The biological system is difficult to replicate for a few reasons. A human nose has around 400 different types of receptors that detect odor molecules. Working together, those receptors enable humans to distinguish between a staggering number of smells: A 2014 study estimated the number at
1 trillion. Until now, it hasn’t been practical to put 400 sensors on a chip that would be attached to a user’s eyeglasses. What’s more, researchers don’t yet fully understand the olfactory code by which stimulating certain combinations of receptors leads to perceptions of odor in the brain. Luckily, Costanzo and Coelho know people working on both of those problems.
Progress on e-noses and brain stimulation
E-noses are alreadyused today in a variety of industrial, office, and residential settings—if you have a typical carbon-monoxide detector in your home, you have a very simple e-nose.

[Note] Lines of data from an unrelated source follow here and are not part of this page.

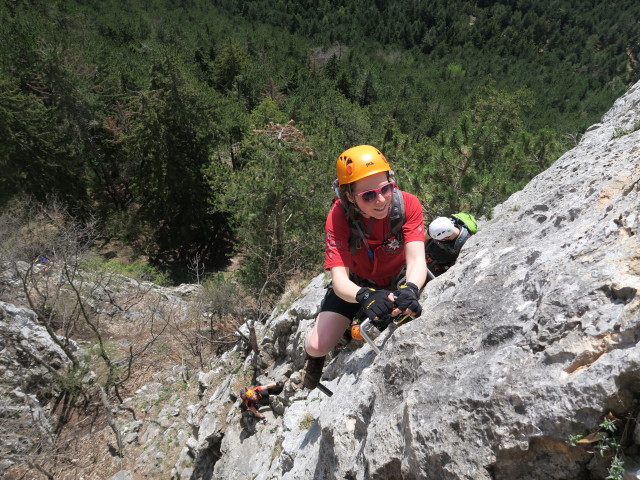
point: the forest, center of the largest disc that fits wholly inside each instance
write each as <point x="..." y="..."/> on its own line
<point x="193" y="132"/>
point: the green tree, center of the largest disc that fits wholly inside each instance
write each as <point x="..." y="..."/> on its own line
<point x="278" y="201"/>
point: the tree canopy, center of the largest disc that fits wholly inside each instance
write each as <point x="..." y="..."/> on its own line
<point x="161" y="119"/>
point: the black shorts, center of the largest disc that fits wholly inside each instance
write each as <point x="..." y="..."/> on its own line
<point x="333" y="303"/>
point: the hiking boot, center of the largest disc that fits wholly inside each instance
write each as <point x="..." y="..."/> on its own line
<point x="313" y="371"/>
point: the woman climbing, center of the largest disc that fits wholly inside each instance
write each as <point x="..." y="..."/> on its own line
<point x="376" y="265"/>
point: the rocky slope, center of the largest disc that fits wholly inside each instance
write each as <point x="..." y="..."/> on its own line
<point x="530" y="338"/>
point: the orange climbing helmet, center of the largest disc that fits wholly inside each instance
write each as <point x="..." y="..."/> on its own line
<point x="360" y="162"/>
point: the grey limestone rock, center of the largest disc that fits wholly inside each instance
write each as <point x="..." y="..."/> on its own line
<point x="531" y="337"/>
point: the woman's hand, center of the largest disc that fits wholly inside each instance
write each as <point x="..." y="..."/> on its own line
<point x="375" y="303"/>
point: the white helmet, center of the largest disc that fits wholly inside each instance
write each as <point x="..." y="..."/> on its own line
<point x="440" y="228"/>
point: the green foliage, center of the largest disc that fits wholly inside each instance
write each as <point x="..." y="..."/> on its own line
<point x="607" y="441"/>
<point x="277" y="204"/>
<point x="142" y="115"/>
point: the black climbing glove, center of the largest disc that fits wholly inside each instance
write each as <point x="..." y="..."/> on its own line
<point x="375" y="303"/>
<point x="407" y="297"/>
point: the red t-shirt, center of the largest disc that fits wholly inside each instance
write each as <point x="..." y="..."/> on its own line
<point x="388" y="253"/>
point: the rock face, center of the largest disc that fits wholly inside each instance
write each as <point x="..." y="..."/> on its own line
<point x="531" y="337"/>
<point x="24" y="381"/>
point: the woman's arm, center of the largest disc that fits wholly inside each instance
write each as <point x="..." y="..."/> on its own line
<point x="416" y="263"/>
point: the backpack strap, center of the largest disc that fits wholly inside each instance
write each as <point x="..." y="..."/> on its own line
<point x="396" y="215"/>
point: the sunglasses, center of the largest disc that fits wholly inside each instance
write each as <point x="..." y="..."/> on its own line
<point x="370" y="195"/>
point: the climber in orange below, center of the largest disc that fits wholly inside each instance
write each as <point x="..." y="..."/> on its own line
<point x="252" y="397"/>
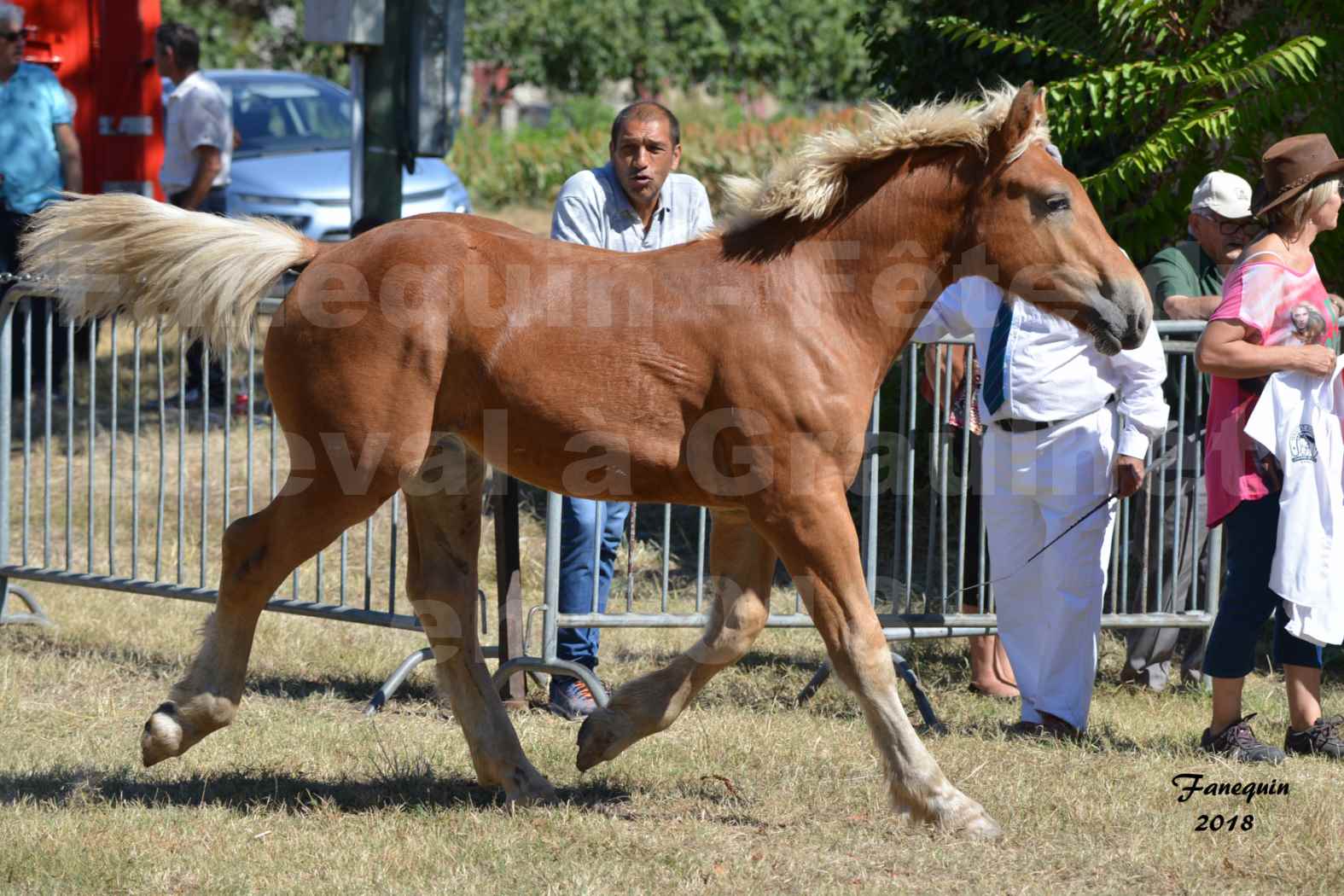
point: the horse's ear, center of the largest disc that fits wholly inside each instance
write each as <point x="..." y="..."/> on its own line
<point x="1028" y="107"/>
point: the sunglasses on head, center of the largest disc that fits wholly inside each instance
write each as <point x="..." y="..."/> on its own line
<point x="1229" y="226"/>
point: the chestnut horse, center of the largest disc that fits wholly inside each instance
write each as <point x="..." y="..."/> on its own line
<point x="734" y="372"/>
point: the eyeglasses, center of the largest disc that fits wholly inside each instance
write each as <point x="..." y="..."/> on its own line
<point x="1227" y="227"/>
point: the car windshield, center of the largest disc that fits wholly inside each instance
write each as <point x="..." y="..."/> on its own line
<point x="288" y="116"/>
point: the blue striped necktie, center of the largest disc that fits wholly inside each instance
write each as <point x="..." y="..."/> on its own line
<point x="996" y="359"/>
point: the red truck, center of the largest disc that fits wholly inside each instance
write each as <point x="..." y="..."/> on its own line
<point x="102" y="53"/>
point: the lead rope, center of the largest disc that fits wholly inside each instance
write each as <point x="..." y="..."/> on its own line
<point x="1009" y="575"/>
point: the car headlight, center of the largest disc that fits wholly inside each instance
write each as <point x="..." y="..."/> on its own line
<point x="297" y="222"/>
<point x="252" y="199"/>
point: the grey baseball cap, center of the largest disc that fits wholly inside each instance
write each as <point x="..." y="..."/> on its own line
<point x="1224" y="194"/>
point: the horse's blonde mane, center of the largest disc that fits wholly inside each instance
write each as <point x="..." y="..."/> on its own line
<point x="811" y="183"/>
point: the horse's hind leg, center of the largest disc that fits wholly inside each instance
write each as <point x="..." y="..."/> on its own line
<point x="742" y="566"/>
<point x="817" y="543"/>
<point x="259" y="552"/>
<point x="444" y="507"/>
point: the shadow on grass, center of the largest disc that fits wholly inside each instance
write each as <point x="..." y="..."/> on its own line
<point x="257" y="790"/>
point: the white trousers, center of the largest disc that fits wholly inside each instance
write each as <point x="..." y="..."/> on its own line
<point x="1035" y="486"/>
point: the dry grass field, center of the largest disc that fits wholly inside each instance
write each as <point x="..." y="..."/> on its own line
<point x="746" y="794"/>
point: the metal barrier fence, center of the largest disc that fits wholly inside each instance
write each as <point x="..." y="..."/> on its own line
<point x="913" y="589"/>
<point x="121" y="491"/>
<point x="114" y="482"/>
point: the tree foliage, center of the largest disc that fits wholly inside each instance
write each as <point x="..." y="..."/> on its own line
<point x="1156" y="93"/>
<point x="799" y="49"/>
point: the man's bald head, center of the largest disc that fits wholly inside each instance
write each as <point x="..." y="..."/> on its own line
<point x="645" y="110"/>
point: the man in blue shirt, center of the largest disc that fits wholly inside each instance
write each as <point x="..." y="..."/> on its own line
<point x="633" y="203"/>
<point x="39" y="156"/>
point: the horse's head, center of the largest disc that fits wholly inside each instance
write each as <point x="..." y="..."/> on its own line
<point x="1040" y="238"/>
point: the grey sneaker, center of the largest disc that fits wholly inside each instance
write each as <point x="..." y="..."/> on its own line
<point x="570" y="699"/>
<point x="1322" y="738"/>
<point x="1238" y="742"/>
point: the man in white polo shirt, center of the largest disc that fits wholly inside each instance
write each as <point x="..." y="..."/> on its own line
<point x="198" y="149"/>
<point x="633" y="203"/>
<point x="1066" y="428"/>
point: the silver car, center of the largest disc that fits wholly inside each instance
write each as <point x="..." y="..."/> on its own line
<point x="292" y="159"/>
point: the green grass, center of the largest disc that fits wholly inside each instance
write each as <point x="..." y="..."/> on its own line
<point x="745" y="794"/>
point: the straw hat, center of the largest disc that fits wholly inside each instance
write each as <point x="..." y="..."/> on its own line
<point x="1292" y="166"/>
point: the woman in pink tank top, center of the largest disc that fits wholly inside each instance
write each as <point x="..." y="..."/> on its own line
<point x="1276" y="316"/>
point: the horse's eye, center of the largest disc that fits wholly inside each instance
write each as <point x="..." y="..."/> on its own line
<point x="1056" y="203"/>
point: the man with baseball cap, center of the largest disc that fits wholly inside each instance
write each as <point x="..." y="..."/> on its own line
<point x="1185" y="282"/>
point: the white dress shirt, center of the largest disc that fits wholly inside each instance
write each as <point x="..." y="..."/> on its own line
<point x="594" y="211"/>
<point x="1054" y="371"/>
<point x="198" y="114"/>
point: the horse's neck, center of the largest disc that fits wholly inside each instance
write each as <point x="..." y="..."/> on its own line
<point x="904" y="238"/>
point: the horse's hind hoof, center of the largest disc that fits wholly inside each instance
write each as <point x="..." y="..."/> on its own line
<point x="602" y="736"/>
<point x="981" y="828"/>
<point x="530" y="788"/>
<point x="163" y="735"/>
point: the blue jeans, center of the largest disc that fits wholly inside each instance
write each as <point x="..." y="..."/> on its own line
<point x="1248" y="599"/>
<point x="579" y="540"/>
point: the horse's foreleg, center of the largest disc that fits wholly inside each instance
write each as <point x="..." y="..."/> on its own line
<point x="817" y="543"/>
<point x="444" y="507"/>
<point x="259" y="552"/>
<point x="742" y="566"/>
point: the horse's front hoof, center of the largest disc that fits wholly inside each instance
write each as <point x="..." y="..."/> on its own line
<point x="163" y="736"/>
<point x="970" y="821"/>
<point x="528" y="788"/>
<point x="981" y="828"/>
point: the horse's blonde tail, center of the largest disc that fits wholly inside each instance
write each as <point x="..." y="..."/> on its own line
<point x="124" y="253"/>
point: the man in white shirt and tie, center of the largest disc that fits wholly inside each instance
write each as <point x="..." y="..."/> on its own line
<point x="1066" y="428"/>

Krishna Persaud is advising the Virginia Commonwealth University team on e-nose sensors.The University of Manchester
“Traditional gas sensors are based on semiconductors like metal oxides,” explains
Krishna Persaud, a leading e-nose researcher and a professor of chemoreception at the University of Manchester, in England. He’s also an advisor to Costanzo and Coelho. In the most typical e-nose setup, he says, “when a molecule interacts with the semiconductor material, a change in resistance occurs that you can measure.” Such sensors have been shrinking over the last two decades, Persaud says, and they’re now the size of a microchip. “That makes them very convenient to put in a small package,” he says. In the VCU team’s early experiments, they used an off-the-shelf sensor from a Japanese company called Figaro.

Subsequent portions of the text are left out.